È appena atterrato in Italia Alan Friedman, giornalista newyorkese giramondo, conduttore di diversi programmi televisivi in Italia. Il suo aereo è decollato da Washington, dove oggi Barack Obama ha invitato il fresco vincitore delle elezioni americane, Donald Trump. Il risultato del martedì elettorale ha sorpreso il mondo intero. Men che meno molti mass-media, che hanno sottovalutato l’ascesa del tycoon.

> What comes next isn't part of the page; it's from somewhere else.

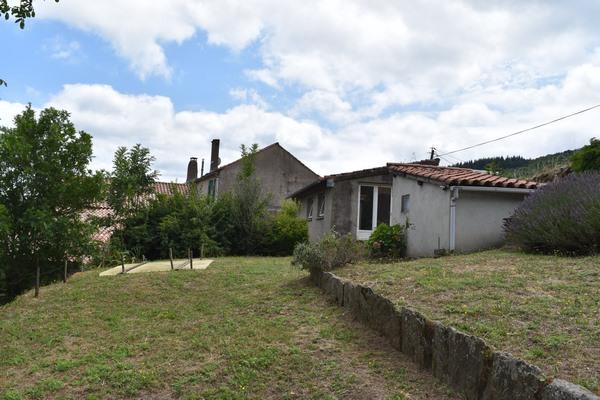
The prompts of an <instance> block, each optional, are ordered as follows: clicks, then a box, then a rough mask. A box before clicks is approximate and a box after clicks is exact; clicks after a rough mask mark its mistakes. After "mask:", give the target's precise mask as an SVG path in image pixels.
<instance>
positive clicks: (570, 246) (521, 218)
mask: <svg viewBox="0 0 600 400" xmlns="http://www.w3.org/2000/svg"><path fill="white" fill-rule="evenodd" d="M599 188H600V173H599V172H595V173H592V172H589V173H581V174H571V175H569V176H568V177H566V178H563V179H562V180H560V181H558V182H554V183H550V184H548V185H546V186H544V187H542V188H541V189H539V190H537V191H536V192H535V193H533V194H532V195H530V196H529V197H527V198H526V199H525V201H524V202H523V203H522V204H521V205H520V206H519V208H518V209H517V210H516V211H515V213H514V215H513V216H512V217H511V218H510V220H509V221H508V222H507V224H506V226H505V229H506V232H507V239H508V241H509V243H511V244H514V245H516V246H518V247H520V248H522V249H524V250H527V251H532V252H540V253H561V254H566V255H582V254H593V253H597V252H598V251H600V190H599Z"/></svg>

Il Moderatore Alan Friedman, giornalista e scrittore durante l'Assemblea di Confindustria Siena, Arezzo e Grosseto, 1 Luglio 2014. ANSA/ FABIO DI PIETRO ANSA/FABIO DI PIETRO

Alan Friedman

Quasi tutti i giornali americani erano dalla parte di Clinton e non sono riusciti a comprendere in tempo il fenomeno Trump. È il segno di una frattura tra la stampa e il mondo reale?
«In America come in altre parti dell’occidente è in corso una rivolta dei “contadini” contro le élite. È certamente vero che i giornalisti vivono in una bolla, ma erano anche apertamente schierati a favore di Clinton. L’unica cosa vera di quelle dette da Trump è che c’era una campagna dei media, che erano terrorizzati dall’idea che vincesse, contro di lui. I direttori dei telegiornali, ma anche quelli della carta stampata, sono stati cooptati dall’establishment.  A un commentatore della Cnn o a un collega del New York Times importa più di essere invitato a una festa con i potenti di Washington, che essere un giornalista equilibrato. Sono succubi del potere: questo spiega il divario tra giornalisti, ma anche sondaggisti e uomini di Wall Street, e la gente comune».

Nemmeno le inchieste hanno più utilità? È stato il Washington Post, ad esempio, a ripescare la registrazione del 2005 in cui Trump si vantava di poter disporre a suo piacimento del corpo delle donne.
«Io sono stato un giornalista investigativo per tutta la vita, ma porrei la questione diversamente. Non direi che il Washington Post abbia “ripescato” quel video, piuttosto che qualcuno in combutta con Clinton ha strumentalmente messo nelle mani del Washington Post quel video per colpire Trump. Questo non è giornalismo investigativo, è essere succubi del potere, essere faccendieri. Io mi sono ispirato al grande giornalismo di Woodward e Bernstein, quelli del caso Watergate. Ho fatto la mia carriera indagando Gianni Agnelli e Cesare Romiti, la Casa Bianca per lo scandalo Iraq-gate, e, tornando in Italia, Giorgio Napolitano e Mario Monti. Credo nel giornalismo investigativo. Purtroppo in America e nel mondo è più diffuso l’infotainment, che è giornalismo stupido, del livello più basso. È una tendenza tragica».

Lo scorso anno ha scritto la biografia autorizzata di Silvio Berlusconi, che qualcuno paragona a Trump. Ha senso considerarli simili?
«No. Berlusconi è un boyscout rispetto a Trump. L’unica cosa in comune è una certa volgarità nel rapporto con le donne. In Italia Beppe Grillo è più simile, perché rappresenta quel rigurgito antisistema che segue la logica “muoia Sansone con tutti i filistei”. Una tendenza  destinata a dilagare in tutto l’occidente».